"It was a real busy shop," recalled Srulek. "Six days a week."
"[Mr. Margulies] gave out work to contractors for pants, jackets, vests. Forty-five zlotys for a suit just for the labor, plus the cost of the fabric, plus lining. It cost sixty zlotys for an overcoat. They were very expensive."
"Everything was as a 'French system.' It was good. We made about fifteen suits a week. It was a lot," said Srulek.
On top of our armoire we kept large bottles of homemade wine. Mama and Papa filled three- and five-gallon bottles with grapes, then poured sugar on top and let the mixture stand at room temperature to ferment for several months until it was ready to drink. My parents as well as my grandfather would prepare the wine after the fall grape harvest so it would be ready by spring for Passover.
One evening in 1937 Mama and Papa went out to the movies. Itzhak Hun, an employee who liked to joke and fool around, wanted to taste the wine that stared so invitingly at him from above the armoire. As Itzhak grabbed a bottle, it slipped from his hands and crashed to the floor, spilling all over. He and the other workers quickly wiped up the spilled wine. But when Mama and Papa returned home the fragrance of wine whiffed throughout the house. It did not take them long to discover from whence the smell originated. Though the employees wouldn't reveal the culprit, my parents deduced anyway that Itzhak Hun was responsible for the transgression because he was apt to play jokes and be mischievous. This incident was a subject of great amusement for our employees and was narrated often to the hilarity of all.

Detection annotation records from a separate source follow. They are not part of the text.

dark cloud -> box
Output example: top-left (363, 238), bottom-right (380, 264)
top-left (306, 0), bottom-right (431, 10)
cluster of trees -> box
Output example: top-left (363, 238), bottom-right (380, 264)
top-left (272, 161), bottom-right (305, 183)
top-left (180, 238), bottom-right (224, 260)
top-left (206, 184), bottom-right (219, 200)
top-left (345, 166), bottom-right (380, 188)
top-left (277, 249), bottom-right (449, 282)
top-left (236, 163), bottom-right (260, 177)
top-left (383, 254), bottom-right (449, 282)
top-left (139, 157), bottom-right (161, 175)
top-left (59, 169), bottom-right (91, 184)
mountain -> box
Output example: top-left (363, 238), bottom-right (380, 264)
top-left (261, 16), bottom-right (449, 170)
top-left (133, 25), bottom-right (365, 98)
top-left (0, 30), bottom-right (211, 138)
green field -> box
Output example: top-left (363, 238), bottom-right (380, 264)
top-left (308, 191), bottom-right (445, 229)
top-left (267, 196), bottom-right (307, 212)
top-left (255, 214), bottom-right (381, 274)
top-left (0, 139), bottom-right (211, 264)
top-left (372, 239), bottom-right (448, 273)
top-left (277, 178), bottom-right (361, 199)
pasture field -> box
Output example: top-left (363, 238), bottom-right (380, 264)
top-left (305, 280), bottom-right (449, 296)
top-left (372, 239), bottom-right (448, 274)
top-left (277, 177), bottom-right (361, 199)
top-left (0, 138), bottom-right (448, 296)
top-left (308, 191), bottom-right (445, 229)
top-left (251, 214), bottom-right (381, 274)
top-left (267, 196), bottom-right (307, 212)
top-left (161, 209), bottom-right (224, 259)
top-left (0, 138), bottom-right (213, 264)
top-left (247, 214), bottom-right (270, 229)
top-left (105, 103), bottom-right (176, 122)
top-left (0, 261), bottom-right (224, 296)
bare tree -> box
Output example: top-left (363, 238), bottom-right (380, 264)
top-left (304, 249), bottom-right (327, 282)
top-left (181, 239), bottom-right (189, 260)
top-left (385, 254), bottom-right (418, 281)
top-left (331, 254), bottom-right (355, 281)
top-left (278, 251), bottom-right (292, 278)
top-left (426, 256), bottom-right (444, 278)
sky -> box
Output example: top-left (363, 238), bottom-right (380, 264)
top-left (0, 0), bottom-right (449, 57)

The atmosphere was often lighthearted in Uncle Jozef's shop as well where there was much camaraderie among the workers.
"I used to love to be in the workshop," said Fryda. "His assistants would joke and sing and do fun stuff especially when I was around."

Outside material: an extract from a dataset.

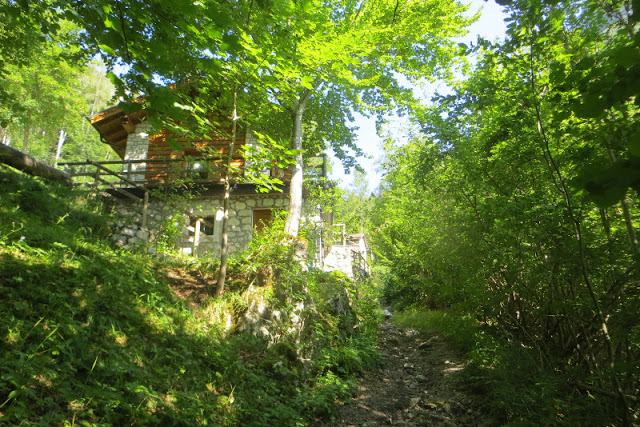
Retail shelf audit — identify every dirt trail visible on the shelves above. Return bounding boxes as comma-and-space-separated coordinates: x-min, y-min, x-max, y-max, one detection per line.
315, 321, 493, 427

In 1935, when I was two years old, Papa's sister Aunt Pesa died. Her fifteen-year-old, eldest daughter, Hanka Lew, came to live in our house to care for me and learn tailoring in Papa's workshop. Three years later, Hanka's younger sister, thirteen-year-old Rutka, joined our household as well. At that point Hanka was working in Papa's tailor shop so Rutka helped watch Romek and me.
In der Gas or Iber der Brik
There were two main sections of Tomaszow: in der gas and iber der brik, as they were called in Yiddish, "in the street" and "over the bridge."

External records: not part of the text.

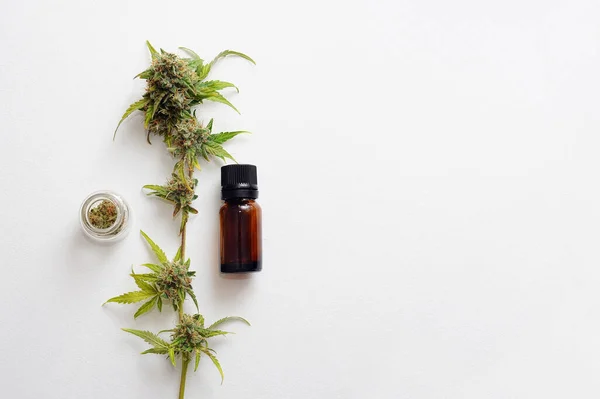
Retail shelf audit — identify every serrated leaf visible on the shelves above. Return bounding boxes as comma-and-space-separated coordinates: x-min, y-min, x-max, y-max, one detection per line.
206, 92, 240, 114
130, 271, 157, 294
142, 348, 167, 355
146, 40, 158, 59
105, 291, 156, 303
144, 104, 154, 129
194, 313, 204, 328
187, 289, 200, 312
201, 141, 237, 162
140, 230, 169, 264
202, 328, 235, 338
210, 50, 256, 66
133, 69, 152, 79
208, 316, 250, 330
173, 247, 181, 262
179, 47, 204, 62
142, 184, 167, 195
133, 295, 158, 319
130, 273, 156, 283
169, 346, 176, 367
208, 130, 250, 144
121, 328, 169, 350
113, 98, 148, 140
198, 80, 240, 93
142, 263, 162, 273
202, 348, 225, 384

Living "in the street" didn't imply "homeless," as it might seem. To the contrary, living in der gas meant "in town," where we resided, which was generally more prestigious than iber der brik (though no doubt some iber der brik Tomaszowers would argue otherwise).
Tomaszow-Mazowiecki is in the Mazowsze region of central Poland, seventy miles southwest of Warsaw and about thirty miles southeast of Lodz. Believe it or not, there is another Tomaszow in Poland, the far smaller Tomaszow-Lubelski of the Lublin region.
According to the 1931 census, the last one taken before World War II, Tomaszow-Mazowiecki was home to 11,310 Jews—or Tomaszowers, as we call ourselves—thirty percent of the municipality's population. But during the war, as Jews from smaller surrounding communities were forced to our town, the Jewish population swelled to over 14,000, comprising nearly one-third of Tomaszow’s 45,000 residents.